In the showroom, the brand’s signature leathers looked strong, with some shapes cropping up in new iterations: A best-selling blouson was back as an easy wrap in heathered gray wool, for example. Hourglass curves dominated on everything from sculptural knitwear to outerwear, often with lashings of pearls and sometimes a sly touch of (faux) mink, as on a sharp-shouldered, nipped-waist peplum jacket in black wool underpinned with a removable panel of chestnut-hued fur. Elsewhere, a gold lamé cocktail suit shone like an Oscar statuette.
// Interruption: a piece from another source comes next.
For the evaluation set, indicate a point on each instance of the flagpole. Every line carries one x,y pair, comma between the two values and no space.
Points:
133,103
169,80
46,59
A short jacket in bubblegum pink jacquard plus a couple of sculptural bustier dresses that would do Jessica Rabbit proud popped loudly in a lineup rife with ’80s-leaning silhouettes.
But Butrym also reached even further back, gamely taking on the humble housedress her grandmother wore in the 1960s. Here, she gave it a contemporary spin as a button-front shirtdress in sepia cotton with a white floral print and side ties, worn over a lace-trimmed slip. One of her best moves was taking crochet techniques bigger and bolder, bypassing traditional kerchiefs and dainty whatnots in favor of a knee-length skirt or a very pretty capelet that could work as easily over a T-shirt and jeans as an evening gown.
By the designer’s own admission, making everyday clothes while staying on brand is a challenge. Though this look book skews more vamp than day-to-day, the full lineup ran the spectrum from workhorse essentials in leather to office-appropriate attire and sultry little nothings in silk. That will likely keep her base happy while also opening the door to newcomers.